Память то с резвостью школьника мчалась по лестнице воспоминаний, перепрыгивая через ступеньки, то кружилась в ритме песенки нашего доморощенного поэта: «Голоснем, ребята, дружно, чтоб служили нам всегда, наши мышцы закаляя, воздух, солнце и вода. Развевайся стяг «Динамо», трубачи, играйте марш. Пролетарского закона наш отряд надежный страж».

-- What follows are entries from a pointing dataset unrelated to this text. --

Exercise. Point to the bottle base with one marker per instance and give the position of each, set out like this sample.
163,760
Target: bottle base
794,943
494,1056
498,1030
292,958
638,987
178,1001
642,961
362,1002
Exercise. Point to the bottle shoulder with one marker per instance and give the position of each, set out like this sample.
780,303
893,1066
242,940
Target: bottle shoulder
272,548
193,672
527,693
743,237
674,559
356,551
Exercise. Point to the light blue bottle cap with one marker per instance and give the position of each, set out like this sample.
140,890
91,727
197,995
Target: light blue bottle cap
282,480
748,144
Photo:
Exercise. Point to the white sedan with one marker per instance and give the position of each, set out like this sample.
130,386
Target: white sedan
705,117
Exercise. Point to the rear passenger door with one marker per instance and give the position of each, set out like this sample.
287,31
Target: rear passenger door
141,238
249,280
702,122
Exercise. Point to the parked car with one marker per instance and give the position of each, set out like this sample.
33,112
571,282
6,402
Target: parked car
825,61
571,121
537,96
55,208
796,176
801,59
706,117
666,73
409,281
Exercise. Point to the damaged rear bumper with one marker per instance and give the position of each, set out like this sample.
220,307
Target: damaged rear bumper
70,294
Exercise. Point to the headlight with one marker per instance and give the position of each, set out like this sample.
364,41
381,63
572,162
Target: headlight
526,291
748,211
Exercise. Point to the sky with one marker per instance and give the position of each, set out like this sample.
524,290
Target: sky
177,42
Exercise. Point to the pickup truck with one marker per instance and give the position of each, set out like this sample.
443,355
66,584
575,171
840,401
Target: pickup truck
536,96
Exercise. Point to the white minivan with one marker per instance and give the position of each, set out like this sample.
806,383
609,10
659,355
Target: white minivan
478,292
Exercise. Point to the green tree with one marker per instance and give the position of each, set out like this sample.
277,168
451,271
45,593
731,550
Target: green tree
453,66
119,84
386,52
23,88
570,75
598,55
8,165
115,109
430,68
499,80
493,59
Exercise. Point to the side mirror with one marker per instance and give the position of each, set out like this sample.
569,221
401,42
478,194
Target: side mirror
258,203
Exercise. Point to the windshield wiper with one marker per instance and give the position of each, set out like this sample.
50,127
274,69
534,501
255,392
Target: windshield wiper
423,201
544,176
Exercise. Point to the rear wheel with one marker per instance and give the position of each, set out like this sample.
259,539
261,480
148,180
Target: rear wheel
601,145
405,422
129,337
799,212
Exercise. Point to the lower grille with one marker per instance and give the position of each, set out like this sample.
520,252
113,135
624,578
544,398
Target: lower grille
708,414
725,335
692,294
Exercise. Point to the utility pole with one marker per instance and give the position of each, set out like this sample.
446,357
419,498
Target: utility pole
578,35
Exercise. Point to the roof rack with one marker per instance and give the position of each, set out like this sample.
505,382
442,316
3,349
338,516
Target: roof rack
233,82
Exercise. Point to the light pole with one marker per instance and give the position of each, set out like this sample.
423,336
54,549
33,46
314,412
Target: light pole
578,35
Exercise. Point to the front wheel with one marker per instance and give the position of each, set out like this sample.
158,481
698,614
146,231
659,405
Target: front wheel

Мчалась карусель воспоминаний. Тридцать четвертый год, девятнадцатый, двадцать пятый, снова тридцать четвертый… Мелькали лица, обрывки событий, разговоров, мыслей… Появились и исчезли убитый кулаками во время коллективизации в Подмосковье Сеня Булаев, погибший на фронте Груздь, балтийский матрос и субинспектор Московского уголовного розыска Виктор Сухоруков, Рита, Вал. Индустриальный…

Но хотя я как будто и не вспоминал о «горелом деле», мысль о нем таилась где-то в глубине сознания вместе с другими подспудными тревожными мыслями, рожденными событиями последних недель.